March 31, 2014
Local Tibetans had petitioned for closure of the billion-dollar copper, silver and gold mine, owned by China Gold International Resources, after reports of poisoned drinking water.
The Chinese state-owned mine at the centre of a major tragedy this weekend is no stranger to controversy having previously been linked to serious environmental concerns.
More than 80 miners are reported to have been buried in a landslide at the Gyama copper, silver and gold mine, in Maizhokunggar county, around 70 kilometres from Lhasa. As of today, 36 bodies had been recovered.

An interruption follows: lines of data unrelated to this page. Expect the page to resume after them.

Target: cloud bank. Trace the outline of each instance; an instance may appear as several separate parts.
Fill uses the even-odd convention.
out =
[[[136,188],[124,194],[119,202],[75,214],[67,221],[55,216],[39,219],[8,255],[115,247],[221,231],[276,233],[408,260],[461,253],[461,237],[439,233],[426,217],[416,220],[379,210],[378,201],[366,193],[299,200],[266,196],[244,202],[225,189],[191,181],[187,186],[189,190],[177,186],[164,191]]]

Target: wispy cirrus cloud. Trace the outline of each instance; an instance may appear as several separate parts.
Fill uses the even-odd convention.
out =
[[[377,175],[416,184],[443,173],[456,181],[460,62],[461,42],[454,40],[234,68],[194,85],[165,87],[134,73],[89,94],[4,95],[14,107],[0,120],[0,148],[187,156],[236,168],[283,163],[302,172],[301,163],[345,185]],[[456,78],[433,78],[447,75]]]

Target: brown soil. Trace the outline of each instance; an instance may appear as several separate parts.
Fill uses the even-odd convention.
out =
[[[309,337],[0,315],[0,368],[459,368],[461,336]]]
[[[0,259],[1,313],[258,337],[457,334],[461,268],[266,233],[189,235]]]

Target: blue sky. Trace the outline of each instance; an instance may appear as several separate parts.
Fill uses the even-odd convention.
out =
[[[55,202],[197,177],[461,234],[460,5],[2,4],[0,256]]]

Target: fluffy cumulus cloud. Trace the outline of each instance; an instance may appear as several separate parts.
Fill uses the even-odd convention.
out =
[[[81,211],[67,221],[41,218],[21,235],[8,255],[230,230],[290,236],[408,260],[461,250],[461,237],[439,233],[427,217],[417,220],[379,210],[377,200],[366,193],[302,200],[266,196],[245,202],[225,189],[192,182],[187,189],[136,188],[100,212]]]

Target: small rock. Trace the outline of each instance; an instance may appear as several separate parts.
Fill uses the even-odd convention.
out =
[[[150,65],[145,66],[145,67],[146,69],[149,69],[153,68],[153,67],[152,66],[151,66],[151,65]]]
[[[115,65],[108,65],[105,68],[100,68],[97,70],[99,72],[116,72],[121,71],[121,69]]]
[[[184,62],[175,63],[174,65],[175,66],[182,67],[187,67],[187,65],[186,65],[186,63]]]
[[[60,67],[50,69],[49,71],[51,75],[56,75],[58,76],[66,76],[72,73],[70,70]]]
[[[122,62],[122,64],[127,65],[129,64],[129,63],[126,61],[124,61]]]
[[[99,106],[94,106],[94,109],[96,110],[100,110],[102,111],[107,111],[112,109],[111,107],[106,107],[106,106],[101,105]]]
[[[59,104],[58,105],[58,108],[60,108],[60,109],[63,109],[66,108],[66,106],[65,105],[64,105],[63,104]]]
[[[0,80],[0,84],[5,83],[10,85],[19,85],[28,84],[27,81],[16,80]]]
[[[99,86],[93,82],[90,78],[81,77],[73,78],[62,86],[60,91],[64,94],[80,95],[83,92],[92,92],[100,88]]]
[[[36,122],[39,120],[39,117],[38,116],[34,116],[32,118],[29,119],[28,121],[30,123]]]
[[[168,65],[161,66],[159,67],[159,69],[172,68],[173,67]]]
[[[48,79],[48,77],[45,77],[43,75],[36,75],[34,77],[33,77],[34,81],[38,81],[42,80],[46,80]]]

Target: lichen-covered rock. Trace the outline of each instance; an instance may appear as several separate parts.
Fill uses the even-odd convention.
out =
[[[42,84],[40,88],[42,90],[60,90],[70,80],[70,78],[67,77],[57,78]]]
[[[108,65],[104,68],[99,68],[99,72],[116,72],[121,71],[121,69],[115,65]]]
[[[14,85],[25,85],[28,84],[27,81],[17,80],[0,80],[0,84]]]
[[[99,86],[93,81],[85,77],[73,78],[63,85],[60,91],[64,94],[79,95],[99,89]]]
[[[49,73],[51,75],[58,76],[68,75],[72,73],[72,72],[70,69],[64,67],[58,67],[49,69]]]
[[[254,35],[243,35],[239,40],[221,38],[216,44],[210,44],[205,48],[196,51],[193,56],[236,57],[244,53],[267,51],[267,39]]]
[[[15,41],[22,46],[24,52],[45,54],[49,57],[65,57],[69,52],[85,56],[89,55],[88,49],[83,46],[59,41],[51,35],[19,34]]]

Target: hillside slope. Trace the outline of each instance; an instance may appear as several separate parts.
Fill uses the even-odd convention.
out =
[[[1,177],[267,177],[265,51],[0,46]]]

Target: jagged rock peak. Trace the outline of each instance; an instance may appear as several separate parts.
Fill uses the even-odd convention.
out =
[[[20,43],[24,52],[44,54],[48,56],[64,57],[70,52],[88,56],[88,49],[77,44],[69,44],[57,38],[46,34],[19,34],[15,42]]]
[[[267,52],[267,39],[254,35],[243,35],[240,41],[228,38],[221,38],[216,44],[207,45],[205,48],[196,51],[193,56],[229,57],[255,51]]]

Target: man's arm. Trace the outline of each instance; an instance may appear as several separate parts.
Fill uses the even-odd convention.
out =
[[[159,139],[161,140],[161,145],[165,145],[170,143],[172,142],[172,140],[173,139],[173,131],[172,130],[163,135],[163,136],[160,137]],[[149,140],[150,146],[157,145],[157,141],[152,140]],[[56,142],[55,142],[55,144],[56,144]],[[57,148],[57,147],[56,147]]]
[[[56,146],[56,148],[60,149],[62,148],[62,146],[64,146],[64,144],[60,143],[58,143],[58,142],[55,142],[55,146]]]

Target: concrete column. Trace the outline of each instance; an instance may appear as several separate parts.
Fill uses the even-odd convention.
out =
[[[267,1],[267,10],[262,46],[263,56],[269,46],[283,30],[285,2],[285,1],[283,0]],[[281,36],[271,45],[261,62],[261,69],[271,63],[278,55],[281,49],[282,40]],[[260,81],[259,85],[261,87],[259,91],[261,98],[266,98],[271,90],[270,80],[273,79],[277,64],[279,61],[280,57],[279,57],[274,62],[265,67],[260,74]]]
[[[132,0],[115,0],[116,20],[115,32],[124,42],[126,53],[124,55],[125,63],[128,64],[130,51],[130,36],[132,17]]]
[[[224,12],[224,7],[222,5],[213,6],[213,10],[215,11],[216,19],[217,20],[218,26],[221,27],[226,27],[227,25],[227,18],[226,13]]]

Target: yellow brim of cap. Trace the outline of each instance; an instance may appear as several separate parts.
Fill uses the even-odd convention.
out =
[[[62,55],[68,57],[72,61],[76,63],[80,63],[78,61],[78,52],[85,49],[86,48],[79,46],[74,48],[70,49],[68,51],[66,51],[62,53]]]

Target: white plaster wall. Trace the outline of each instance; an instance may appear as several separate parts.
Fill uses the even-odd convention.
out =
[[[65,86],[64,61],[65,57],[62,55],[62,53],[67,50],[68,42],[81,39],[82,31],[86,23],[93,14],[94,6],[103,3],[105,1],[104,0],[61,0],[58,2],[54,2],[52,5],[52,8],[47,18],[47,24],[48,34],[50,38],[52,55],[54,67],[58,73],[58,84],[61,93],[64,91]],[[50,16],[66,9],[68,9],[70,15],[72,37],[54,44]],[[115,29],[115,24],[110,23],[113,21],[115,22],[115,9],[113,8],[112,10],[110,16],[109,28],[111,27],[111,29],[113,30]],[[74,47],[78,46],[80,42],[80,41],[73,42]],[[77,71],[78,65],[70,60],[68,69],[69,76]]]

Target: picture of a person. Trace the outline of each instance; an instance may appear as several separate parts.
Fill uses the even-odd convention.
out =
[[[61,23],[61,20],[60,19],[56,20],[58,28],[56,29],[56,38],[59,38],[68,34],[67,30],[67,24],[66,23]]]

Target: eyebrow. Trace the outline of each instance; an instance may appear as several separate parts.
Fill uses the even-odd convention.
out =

As reported by Gabriel Lafitte on chinadialogue in 2011, the mine was said to pose a threat to the purity of local water supplies, after a study revealed that “elevated concentrations of heavy metals in the surface water and streambed at the upper/middle part of the valley pose a considerably high risk to the local environment…and to downstream water users”.
Local Tibetans had protested and sent a petition to Chinese authorities demanding the closure of the mine.
Instead the owners, a subsidiary of the state-owned China National Gold Group, which claims to be the largest gold producer in China, proceeded with a major expansion of the mine. Two-days before the landslide, China Gold’s chief executive Song Xin reportedly told South China Morning Post that both mines adhered to high standards of occupational health, safety and environmental protection.
The mine was expected to generate sales of 45.6 billion yuan (US$7.2 billion) over its lifetime for the company and 4.9 billion yuan (US$767 million) in Chinese government revenue from taxes.
China mining interests in the remote and often hostile climate of the Tibetan plateau have increased in recent years, aided by favourable government support, says Lafitte:
The mining companies benefit from state financing of railways, power stations and much other infrastructure, as well as receiving finance at concessional rates to corporate borrowers, tax holidays, minimal environmental standards and costs, no royalty payments to local communities and subsidised rail freight rates to get concentrates to smelters or metal to markets. It is these state subsidies that tip the balance towards medium-scale mines in several Tibetan locations, rather than one more big Chinese copper mine overseas.
For Tibet, says Lafitte, it signifies the region’s integration into the Chinese industrial economy.